Para Goés, a ABEE–SC deu um claro exemplo a ser seguido. “A associação tem conseguido sucesso no seu intento e deveria ser seguida por todas as entidades de classe dos profissionais da área elétrica”.

A questão das disciplinas formativas e informativas também toca em dois pontos que Barreto julga serem muito importantes: o “poder fazer” e o “saber fazer”. À legislação, cabe atribuir quem pode desempenhar determinadas atividades, porém, se o profissional não se sentir capacitado para determinada tarefa, mesmo sob o amparo da lei, ele não deverá
fazê-la. “Caso faça o serviço, sem estar preparado, pode ser considerado um infrator pelo Código de Ética e responder a

processo por negligência, imperícia e imprudência”, relata Barreto.
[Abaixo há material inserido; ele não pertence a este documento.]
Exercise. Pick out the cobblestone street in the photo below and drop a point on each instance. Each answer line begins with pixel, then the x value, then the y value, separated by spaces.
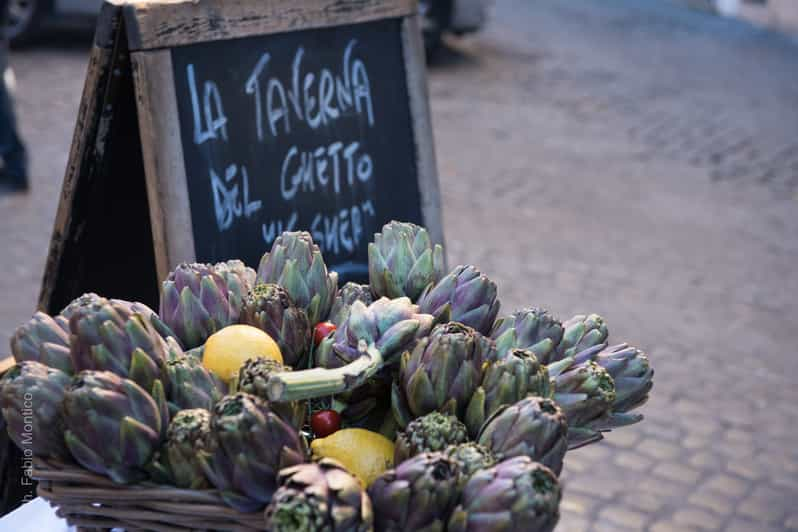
pixel 626 157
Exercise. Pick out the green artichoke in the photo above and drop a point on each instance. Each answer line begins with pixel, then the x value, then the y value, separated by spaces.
pixel 581 332
pixel 321 497
pixel 190 385
pixel 189 434
pixel 442 373
pixel 86 300
pixel 393 325
pixel 31 395
pixel 296 264
pixel 630 370
pixel 251 444
pixel 347 295
pixel 586 394
pixel 533 329
pixel 43 339
pixel 239 277
pixel 468 295
pixel 113 426
pixel 517 494
pixel 507 381
pixel 117 336
pixel 269 308
pixel 533 427
pixel 430 433
pixel 253 378
pixel 197 301
pixel 403 261
pixel 418 494
pixel 470 458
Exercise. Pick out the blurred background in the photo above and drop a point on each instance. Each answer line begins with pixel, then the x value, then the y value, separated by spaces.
pixel 634 158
Para Rohden, é óbvio que quem estudou profundamente um determinado assunto, tem melhores condições de discernir entre as aparentes possibilidades. “Sem querer denegrir a engenharia civil ou a arquitetura, ou outra que seja, entendo que, da área elétrica, são os engenheiros eletricistas os especialistas. Apesar de termos estudado disciplinas de outras áreas, nós, engenheiros eletricistas, não nos sentimos à vontade para atuarmos naquelas áreas”.

Para ajudar a resolver o problema de sombreamento, a Resolução nº 1.010/2005 do Confea concede extensão de atribuição profissional a engenheiros que façam cursos de especialização, mestrado ou doutorado registrados no Crea. Para Barreto, a resolução poderia resolver o problema, porque um engenheiro civil que queira trabalhar com instalações elétricas, poderia fazer um curso de especialização e pedir extensão de atribuição, o mesmo é válido para um engenheiro eletricista que queira, de repente, trabalhar com questões da área mecânica.        

Na contramão desta possibilidade, Góes vê a Resolução n. 1.010 como o “tiro de misericórdia” nos engenheiros eletricistas e afins, pois ele atribui de forma legal a possibilidade de engenheiros civis e arquitetos elaborarem e executarem projetos de instalações elétricas.

“Tivemos neste ano a saída dos arquitetos do Sistema Confea/Crea e temos ouvido rumores de outras categorias que querem também a separação. Acreditam que esta seja a solução de todos os problemas existentes hoje no sistema. Ledo engano, neste caso, separação é sinônimo de enfraquecimento. Enfraquecimento este que pode, um dia, levar à desregulamentação da profissão, haja vista que já se ouviu isso no Congresso Nacional. Eis aí o problema de fato. Enfim, em se tratando de Confea, esta celeuma não tem previsão para acabar”, acredita Góes.